看著這紅色果實的植株,摸摸下巴,思慮一陣之後道:
“據我觀察,此物不像是有劇毒的樣子。”
“不可能,這麼紅的東西,還那麼辣,肯定有毒。
不然國中幾個食用此物之人怎麼會死?”
“所有吃過這東西的人都死了嗎?”
“額,那倒不是,也有命大的,腹瀉疼痛好幾天之後,僥幸得以活命。”
“能找來幸存之人嗎?
在下有話要問。”
聽莊難這麼說,犬封國國主不敢立馬答應,而是看向杜世舟。
後者對於此事也是比較好奇的,讓國主照辦。
很快,兩名幸存者都被叫來,其中一人還是先前俘虜之一。
莊難仔細詢問這兩人的感受之後,麵露疑惑:
“奇怪,據我觀察,這東西應當無毒才對,為何會這樣?”
羅遠途有些質疑道:
“莊兄,你又不是藥師醫者,如何能如此斷定?”
“我常年遊山玩水,有時深入荒山,斷糧是常有的事,那種時候,有什麼吃什麼。
因此對於這類東西都能大致判斷出來到底有沒有問題。
不知為何,我總覺得這東西是可以吃的。”
莊難如此說著,竟是直接摘下一枚紅色果實,放入口中。
周圍眾人見此都是大驚,尤其是犬封國眾人,更是麵色難看。
要是上邦使者死在他們這裡,那可是塌天大禍啊!
吃下此物的莊難卻是不管這些,細細咀嚼一陣之後,將之吞如腹中。
周圍幾人都是凝視起這位的情況。
而吃下此物之後,莊難卻是有些難受道:
“辣,好辣,水,給我水!”
幾口水用來漱口之後,這才感覺好些。
杜世舟關切問道:
“無災兄,你沒事吧?”
“沒事,一點兒事沒有。
不但沒事,而且還有重大收獲。”
“收獲,什麼收獲?”
“我們應當是得到了一種比胡椒更為高檔的調料。”
“調料?”
眾人聞言,都有些意外。
莊難反問道:“胡椒想必主位都吃過吧?”
“那是自然,胡椒可是好東西,不管再清淡的東西,撒上一些,都能變成美味。
隻是胡椒太貴,多數人都吃不起,便是在下,也隻有在掙到錢之後才會偶爾奢侈一回,放上一些。”
羅遠途結合自身經曆如此說道。
其他幾人也是點頭。
夜明補充道:“在下在平州時,最喜火鍋,隻是胡椒入味,總覺不夠,若是真能有勝過胡椒的調味料,那自是極好。”
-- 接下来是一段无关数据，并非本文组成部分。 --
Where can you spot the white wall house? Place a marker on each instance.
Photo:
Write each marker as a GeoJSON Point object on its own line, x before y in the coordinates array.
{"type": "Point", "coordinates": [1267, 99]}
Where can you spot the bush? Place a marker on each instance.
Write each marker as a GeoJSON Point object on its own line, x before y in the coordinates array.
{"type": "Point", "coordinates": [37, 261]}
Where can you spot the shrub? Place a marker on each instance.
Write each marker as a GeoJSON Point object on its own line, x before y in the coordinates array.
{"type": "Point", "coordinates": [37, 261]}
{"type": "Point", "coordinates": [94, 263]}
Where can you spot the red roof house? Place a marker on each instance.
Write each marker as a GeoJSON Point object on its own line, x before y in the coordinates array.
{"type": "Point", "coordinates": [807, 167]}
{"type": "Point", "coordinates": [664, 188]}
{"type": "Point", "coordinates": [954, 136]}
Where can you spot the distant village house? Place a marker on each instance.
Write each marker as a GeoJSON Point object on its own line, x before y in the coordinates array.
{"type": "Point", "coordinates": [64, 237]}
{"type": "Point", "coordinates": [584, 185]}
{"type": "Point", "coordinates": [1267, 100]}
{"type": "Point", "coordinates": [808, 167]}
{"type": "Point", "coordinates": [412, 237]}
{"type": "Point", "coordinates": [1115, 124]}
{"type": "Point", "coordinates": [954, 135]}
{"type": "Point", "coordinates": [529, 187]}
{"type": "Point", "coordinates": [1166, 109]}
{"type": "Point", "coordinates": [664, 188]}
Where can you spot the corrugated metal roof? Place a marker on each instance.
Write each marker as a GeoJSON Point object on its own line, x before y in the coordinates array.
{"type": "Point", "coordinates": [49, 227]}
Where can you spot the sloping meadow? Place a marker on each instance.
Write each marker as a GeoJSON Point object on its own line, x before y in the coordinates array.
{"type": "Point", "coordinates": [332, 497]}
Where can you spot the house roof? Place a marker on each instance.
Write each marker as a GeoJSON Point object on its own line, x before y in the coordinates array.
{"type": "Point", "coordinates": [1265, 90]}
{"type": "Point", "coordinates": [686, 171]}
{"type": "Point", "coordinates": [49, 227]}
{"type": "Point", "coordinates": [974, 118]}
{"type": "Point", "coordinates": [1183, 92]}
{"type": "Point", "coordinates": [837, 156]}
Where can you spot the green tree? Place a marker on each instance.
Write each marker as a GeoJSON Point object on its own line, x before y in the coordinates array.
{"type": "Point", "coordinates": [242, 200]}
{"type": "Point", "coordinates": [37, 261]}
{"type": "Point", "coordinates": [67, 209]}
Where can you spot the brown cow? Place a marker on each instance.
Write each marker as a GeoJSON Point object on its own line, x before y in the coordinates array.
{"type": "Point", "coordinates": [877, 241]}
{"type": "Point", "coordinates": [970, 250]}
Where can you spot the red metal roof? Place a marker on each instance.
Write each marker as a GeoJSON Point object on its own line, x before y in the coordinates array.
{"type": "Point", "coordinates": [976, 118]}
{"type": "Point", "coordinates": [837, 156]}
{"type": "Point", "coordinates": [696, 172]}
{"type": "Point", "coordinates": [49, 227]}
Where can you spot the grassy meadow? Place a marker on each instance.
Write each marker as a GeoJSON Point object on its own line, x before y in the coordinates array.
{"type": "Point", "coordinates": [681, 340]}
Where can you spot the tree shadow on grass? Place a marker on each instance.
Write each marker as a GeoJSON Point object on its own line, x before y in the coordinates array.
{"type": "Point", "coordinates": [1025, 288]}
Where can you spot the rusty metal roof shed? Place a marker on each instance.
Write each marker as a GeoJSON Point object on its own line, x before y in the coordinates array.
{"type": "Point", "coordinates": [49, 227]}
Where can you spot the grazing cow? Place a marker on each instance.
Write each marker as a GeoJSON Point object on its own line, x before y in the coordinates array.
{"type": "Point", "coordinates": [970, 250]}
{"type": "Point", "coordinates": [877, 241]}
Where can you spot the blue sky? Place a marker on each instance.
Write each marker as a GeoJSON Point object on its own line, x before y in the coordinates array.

莊難笑道:“那在下隻能說,喜歡辣味的各位有福了,此物絕對遠勝胡椒,乃是不可多得的絕佳調味料!”
見他如此篤定模樣,夜明笑道:
“若是如此,在下倒是也想嘗試一下。”
說著,便請“水手”去船上帶來一些鍋碗、食材等,準備就這這東西,做一鍋火鍋試試。
眾人見莊難的確沒事,也有些好奇他所言真假。
這火鍋之法,乃是當初大地震之後,平州物資匱乏,百姓們沒得吃,便將所有能吃的東西一股腦兒煮在一起而演變出來的吃法,本身沒什麼講究的,主打一個就地取材,很是方便。
夜明簡單操作之後,將火鍋煮好,再取來一些紅色的果實,將之搗碎,撒入其中。
莊難對於這等新鮮事物最為熱衷,第一個動筷子嘗試。
幾人見他吃下,都是好奇看去。
“妙,妙,妙!”
一口下去,莊難眼前一亮,連說三個“妙”字。
隨後再不多言,又搗碎一些紅色果實,投入鍋中,加重味道,再動筷子,滿意的大口吃起來。